Diagnosing and Treating Fractures
If a fracture is not obvious it can typically be diagnosed with an imaging scan. An X-ray is usually good enough to detect most breaks, but hairline fractures are hard to see. A CT scan or MRI can be used to determine if there are smaller breaks or fractures that cannot be detected on an X-ray.
The most common treatment for a broken bone is to splint it or use a cast. This helps to keep the bone stable and in the correct position while it heals. Moving the bone can cause the fracture to re-break and slows the healing process. Bones that are difficult to cast may be wrapped. For severe fractures and breaks, surgery may be needed to repair the damage. Pins may be used to hold fragments of bones together.
Fractures in Maritime Jobs
Bone breaks in maritime jobs are most often caused by traumatic accidents. Possible causes of maritime fractures include slip and fall accidents, strikes from cargo, equipment, or machinery like cranes, vehicle accidents in ports, explosions that cause parts to fly away and strike workers, and accidents such as groundings or collisions that cause workers to fall or be struck by objects.
There are many examples of people suffering broken bones as a result of maritime accidents, including recent incidents. In Gran Canaria recently, a car ferry crashed into a wall in the harbor. Five people on board were taken to the hospital for treatment and one suffered broken bones from the collision. In Australia earlier in the year two boats collided with each other causing one death and broken bones in another victim. As with car crashes, these types of accidents can cause serious bodily damage.
What to Do if You Suffer Broken Bones on the Job
Maritime accidents can easily result in broken bones, which may be serious enough to cause major damage, harm to organs, disability, chronic pain, and other issues.
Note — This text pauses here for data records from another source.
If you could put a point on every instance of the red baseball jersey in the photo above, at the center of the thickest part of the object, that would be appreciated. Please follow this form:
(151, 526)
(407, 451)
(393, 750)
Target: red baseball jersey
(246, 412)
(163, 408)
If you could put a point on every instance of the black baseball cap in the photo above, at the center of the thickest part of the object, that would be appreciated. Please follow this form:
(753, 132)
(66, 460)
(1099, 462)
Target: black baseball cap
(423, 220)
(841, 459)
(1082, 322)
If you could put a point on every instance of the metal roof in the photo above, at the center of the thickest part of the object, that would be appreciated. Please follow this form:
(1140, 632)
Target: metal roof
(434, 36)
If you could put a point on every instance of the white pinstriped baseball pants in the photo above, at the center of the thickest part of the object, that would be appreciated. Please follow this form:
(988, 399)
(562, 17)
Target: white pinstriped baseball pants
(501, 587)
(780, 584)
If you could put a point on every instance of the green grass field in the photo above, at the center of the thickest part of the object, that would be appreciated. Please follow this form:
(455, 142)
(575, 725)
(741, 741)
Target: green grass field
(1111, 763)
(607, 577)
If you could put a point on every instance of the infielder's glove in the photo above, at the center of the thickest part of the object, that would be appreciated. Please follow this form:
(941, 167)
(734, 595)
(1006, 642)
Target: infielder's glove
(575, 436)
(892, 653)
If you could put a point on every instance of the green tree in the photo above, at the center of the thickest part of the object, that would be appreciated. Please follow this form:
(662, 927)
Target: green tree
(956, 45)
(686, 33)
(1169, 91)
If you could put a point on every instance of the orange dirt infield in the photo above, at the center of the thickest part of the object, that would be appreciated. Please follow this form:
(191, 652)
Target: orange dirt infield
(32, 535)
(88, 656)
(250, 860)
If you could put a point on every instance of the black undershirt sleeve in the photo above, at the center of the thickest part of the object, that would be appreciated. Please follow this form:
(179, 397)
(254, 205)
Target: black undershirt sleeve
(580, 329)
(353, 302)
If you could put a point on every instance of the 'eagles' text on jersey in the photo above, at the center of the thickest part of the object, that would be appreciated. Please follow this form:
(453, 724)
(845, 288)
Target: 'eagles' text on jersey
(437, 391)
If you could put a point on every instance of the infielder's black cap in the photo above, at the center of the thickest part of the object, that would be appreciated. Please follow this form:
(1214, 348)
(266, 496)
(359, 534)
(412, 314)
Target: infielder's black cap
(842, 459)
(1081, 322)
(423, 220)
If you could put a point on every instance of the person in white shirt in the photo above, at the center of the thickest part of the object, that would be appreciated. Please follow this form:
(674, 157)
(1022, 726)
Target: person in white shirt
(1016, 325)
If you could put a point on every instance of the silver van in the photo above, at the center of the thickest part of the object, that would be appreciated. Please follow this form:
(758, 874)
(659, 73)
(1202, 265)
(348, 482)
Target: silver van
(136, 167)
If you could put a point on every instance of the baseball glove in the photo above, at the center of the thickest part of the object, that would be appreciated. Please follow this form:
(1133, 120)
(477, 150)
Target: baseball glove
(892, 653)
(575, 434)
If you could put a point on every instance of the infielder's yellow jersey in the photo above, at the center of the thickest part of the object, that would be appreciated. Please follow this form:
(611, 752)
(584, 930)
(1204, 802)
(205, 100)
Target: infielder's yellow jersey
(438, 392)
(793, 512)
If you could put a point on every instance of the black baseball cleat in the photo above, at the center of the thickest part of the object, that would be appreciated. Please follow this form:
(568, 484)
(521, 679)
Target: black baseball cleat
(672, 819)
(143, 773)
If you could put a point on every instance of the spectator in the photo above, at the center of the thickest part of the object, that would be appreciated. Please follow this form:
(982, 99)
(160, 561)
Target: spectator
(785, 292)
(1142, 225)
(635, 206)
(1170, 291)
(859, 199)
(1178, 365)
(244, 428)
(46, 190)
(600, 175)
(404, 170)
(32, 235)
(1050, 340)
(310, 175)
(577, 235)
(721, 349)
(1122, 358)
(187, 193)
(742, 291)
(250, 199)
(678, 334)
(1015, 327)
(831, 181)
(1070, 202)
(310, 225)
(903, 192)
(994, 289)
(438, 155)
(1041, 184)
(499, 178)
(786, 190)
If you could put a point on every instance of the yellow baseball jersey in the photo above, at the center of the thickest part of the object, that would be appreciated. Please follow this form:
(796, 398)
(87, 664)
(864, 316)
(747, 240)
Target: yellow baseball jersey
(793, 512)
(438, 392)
In many cases the accidents that lead to these fractures were preventable. Poor judgment by crew, failure to fix or maintain equipment, inadequate training, lack of communication equipment, and even substance use in crew can all result in accidents that cause fractures. In many of these cases, negligence can be determined and the employer may be considered liable.
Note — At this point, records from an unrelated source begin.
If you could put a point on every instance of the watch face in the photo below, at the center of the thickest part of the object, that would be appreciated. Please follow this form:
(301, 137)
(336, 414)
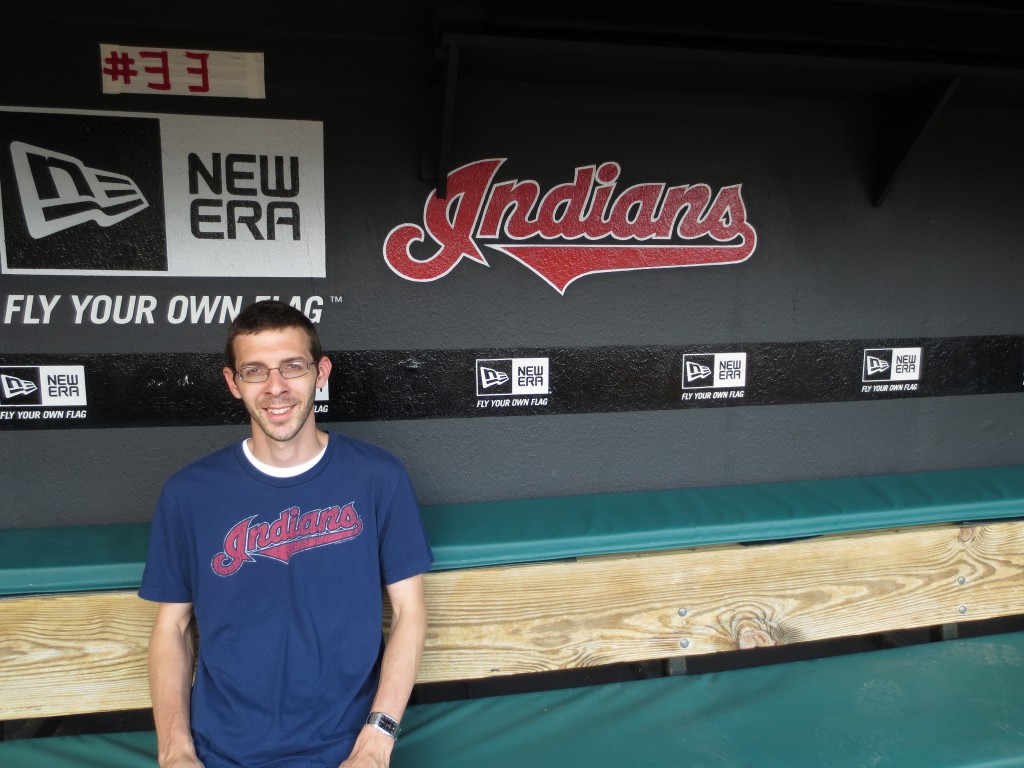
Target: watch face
(387, 724)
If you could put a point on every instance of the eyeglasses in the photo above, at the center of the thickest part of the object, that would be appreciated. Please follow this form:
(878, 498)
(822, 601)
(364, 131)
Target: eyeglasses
(258, 374)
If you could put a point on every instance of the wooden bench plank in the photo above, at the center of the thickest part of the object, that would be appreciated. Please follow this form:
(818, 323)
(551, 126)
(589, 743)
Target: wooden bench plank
(606, 609)
(69, 653)
(87, 652)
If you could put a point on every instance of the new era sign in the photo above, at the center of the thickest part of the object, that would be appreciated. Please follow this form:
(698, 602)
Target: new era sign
(160, 195)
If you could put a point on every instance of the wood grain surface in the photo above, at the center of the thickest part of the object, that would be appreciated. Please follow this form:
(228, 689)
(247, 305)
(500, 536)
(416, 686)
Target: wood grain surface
(87, 651)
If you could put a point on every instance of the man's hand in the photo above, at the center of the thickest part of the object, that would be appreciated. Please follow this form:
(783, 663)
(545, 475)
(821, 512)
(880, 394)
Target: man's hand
(373, 750)
(182, 762)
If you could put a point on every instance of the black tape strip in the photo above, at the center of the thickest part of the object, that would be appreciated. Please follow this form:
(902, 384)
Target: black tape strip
(187, 389)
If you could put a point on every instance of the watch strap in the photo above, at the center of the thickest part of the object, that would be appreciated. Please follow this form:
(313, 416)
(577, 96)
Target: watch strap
(384, 722)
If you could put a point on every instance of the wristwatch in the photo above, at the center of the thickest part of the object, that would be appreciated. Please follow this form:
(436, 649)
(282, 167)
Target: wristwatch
(385, 723)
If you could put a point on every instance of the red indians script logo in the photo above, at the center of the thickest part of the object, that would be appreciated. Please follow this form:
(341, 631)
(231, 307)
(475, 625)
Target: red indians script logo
(291, 532)
(576, 228)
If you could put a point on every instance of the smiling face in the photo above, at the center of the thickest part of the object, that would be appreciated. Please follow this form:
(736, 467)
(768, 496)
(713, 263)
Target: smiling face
(281, 409)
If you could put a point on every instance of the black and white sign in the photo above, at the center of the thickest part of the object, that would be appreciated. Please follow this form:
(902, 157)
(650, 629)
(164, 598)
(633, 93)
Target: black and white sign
(113, 194)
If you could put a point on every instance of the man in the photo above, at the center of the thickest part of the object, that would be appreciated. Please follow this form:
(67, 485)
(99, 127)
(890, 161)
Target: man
(281, 547)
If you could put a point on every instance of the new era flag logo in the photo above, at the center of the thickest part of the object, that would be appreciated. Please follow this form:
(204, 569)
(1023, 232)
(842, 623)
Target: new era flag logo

If you suffer a fracture in a maritime accident, get medical attention right away. Keep your records of treatment and file an accident report. If you feel that negligence was involved, be sure to contact a maritime lawyer and refuse to sign any agreements brought to you by your employer or the insurance company. Your lawyer can help you determine if these agreements are fair or if you are entitled to more compensation. A serious fracture could cost you the ability to work and earn an income or months of rehabilitation. If you are seriously injured, maritime laws may help you get the compensation you need.